Wednesday, March 31, 2021

Never use environment variables for configuration

Suppose you need to create a function for adding two numbers together in plain C. How would you write it? What sort of an API would it have? One possible implementation would be this:

int add_numbers(int one, int two) {
    return one + two;
}

// to call it you'd do
int three = add_numbers(1, 2);

Seems reasonable? But what if it was implemented like this instead:

int first_argument;
int second_argument;

void add_numbers(void) {
    return first_argument + second_argument;
}

// to call it you'd do
first_argument = 1;
second_argument = 2;
int three = add_numbers();

This is, I trust you all agree, terrible. This approach is plain wrong, against all accepted coding practices and would get immediately rejected in any code review. It is left as an exercise to the reader to come up with ways in which this architecture is broken. You don't even need to look into thread safety to find correctness bugs.

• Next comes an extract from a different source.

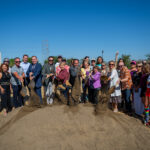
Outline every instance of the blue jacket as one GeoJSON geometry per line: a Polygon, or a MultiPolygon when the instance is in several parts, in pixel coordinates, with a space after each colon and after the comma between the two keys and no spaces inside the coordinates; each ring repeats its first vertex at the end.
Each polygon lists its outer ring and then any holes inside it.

And yet we have environment variables

Environment variables is exactly this: mutable global state. Envvars have some legitimate usages (such as enabling debug logging) but they should never, ever be used for configuring core functionality of programs. Sadly they are used for this purpose a lot and there are some people who think that this is a good thing. This causes no end of headaches due to weird corner, edge and even common cases.

Persistance of state

For example suppose you run a command line program that has some sort of a persistent state.

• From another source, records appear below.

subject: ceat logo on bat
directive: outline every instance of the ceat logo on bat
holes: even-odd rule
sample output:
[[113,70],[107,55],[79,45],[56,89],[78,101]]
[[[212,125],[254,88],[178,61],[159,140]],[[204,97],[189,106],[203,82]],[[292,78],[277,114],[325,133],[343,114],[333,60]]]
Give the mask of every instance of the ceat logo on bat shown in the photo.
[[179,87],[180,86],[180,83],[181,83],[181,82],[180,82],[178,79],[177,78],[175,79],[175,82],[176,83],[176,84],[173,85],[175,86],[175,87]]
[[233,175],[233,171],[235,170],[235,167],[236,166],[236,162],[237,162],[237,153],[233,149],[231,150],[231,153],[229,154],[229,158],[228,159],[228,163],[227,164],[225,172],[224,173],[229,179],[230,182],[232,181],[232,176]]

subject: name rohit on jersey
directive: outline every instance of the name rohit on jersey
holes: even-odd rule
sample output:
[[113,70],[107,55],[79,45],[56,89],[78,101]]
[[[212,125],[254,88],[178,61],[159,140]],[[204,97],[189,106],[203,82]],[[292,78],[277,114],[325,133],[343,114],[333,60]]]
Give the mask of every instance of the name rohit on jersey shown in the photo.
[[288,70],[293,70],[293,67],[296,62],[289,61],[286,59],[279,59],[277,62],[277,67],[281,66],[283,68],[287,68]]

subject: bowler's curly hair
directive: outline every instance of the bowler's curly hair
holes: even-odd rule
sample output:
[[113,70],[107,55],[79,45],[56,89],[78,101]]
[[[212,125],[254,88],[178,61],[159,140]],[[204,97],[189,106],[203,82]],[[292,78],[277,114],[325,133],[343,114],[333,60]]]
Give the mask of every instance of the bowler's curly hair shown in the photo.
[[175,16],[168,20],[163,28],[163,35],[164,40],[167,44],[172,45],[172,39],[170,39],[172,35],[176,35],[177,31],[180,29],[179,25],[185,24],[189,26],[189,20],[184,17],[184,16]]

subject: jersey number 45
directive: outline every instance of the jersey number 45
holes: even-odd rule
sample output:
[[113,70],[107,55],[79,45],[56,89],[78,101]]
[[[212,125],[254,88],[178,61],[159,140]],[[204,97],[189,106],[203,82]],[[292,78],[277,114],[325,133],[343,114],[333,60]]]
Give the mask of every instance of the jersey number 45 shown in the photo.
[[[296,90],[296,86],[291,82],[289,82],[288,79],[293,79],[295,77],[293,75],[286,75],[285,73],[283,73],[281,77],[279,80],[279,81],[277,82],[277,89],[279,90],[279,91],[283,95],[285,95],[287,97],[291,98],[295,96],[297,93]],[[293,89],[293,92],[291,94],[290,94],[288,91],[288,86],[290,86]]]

$ SOME_ENVVAR=... some_command <args>

Then some time after that you run it again:

$ some_command <args>

The environment is now different. What should the program do? Use the old configuration that had the env var set or the new one where it is not set? Error out? Try to silently merge the different options into one? Something else?

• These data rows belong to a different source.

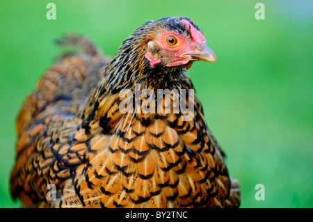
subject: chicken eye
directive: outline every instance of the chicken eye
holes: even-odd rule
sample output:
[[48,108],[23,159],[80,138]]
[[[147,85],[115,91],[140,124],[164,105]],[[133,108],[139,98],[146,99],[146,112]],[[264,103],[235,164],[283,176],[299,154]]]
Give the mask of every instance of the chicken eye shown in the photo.
[[166,43],[169,46],[175,46],[176,44],[177,44],[177,39],[174,35],[168,35],[166,37]]

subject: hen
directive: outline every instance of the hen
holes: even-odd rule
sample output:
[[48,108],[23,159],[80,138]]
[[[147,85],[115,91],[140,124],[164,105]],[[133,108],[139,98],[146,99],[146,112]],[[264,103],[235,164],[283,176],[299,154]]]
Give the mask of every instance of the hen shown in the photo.
[[[74,34],[18,116],[24,207],[239,207],[240,189],[186,70],[214,53],[188,17],[147,22],[111,59]],[[187,108],[188,106],[188,108]]]

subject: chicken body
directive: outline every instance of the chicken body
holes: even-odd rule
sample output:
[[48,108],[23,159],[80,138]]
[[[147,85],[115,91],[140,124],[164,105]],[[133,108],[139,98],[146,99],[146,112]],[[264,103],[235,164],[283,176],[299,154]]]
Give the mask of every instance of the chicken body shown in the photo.
[[[183,38],[206,43],[187,17],[147,22],[113,59],[85,38],[59,41],[81,52],[63,56],[24,102],[14,198],[35,207],[239,207],[239,184],[229,176],[201,103],[189,94],[186,69],[204,58],[194,53],[171,60],[173,52],[158,42],[163,33],[169,44],[176,35],[181,45]],[[158,90],[170,95],[158,97]],[[188,96],[182,99],[183,90]],[[189,116],[182,104],[193,107]]]

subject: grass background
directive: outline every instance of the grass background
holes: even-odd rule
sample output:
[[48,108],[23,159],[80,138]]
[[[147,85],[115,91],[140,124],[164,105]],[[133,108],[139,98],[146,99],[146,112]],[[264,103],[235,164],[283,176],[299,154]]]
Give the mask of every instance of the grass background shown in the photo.
[[[188,16],[202,29],[216,63],[190,70],[209,128],[238,178],[242,207],[313,207],[313,3],[267,1],[0,1],[0,207],[10,195],[17,112],[61,50],[65,31],[89,36],[108,54],[136,28],[166,16]],[[56,6],[47,20],[46,6]],[[257,201],[257,184],[265,200]]]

The answer is that you, the end user, can not now. Every program is free to do its own thing and most do. If you have ever spent ages wondering why the exact same commands work when run from one terminal but not the other, this is probably why.

Lack of higher order primitives

An environment variable can only contain a single null-terminated stream of bytes. This is very limiting. At the very least you'd want to have arrays, but it is not supported. Surely that is not a problem, you say, you can always do in-band signaling. For example the PATH environment variable has many directories which are separated by the : character. What could be simpler? Many things, it turns out.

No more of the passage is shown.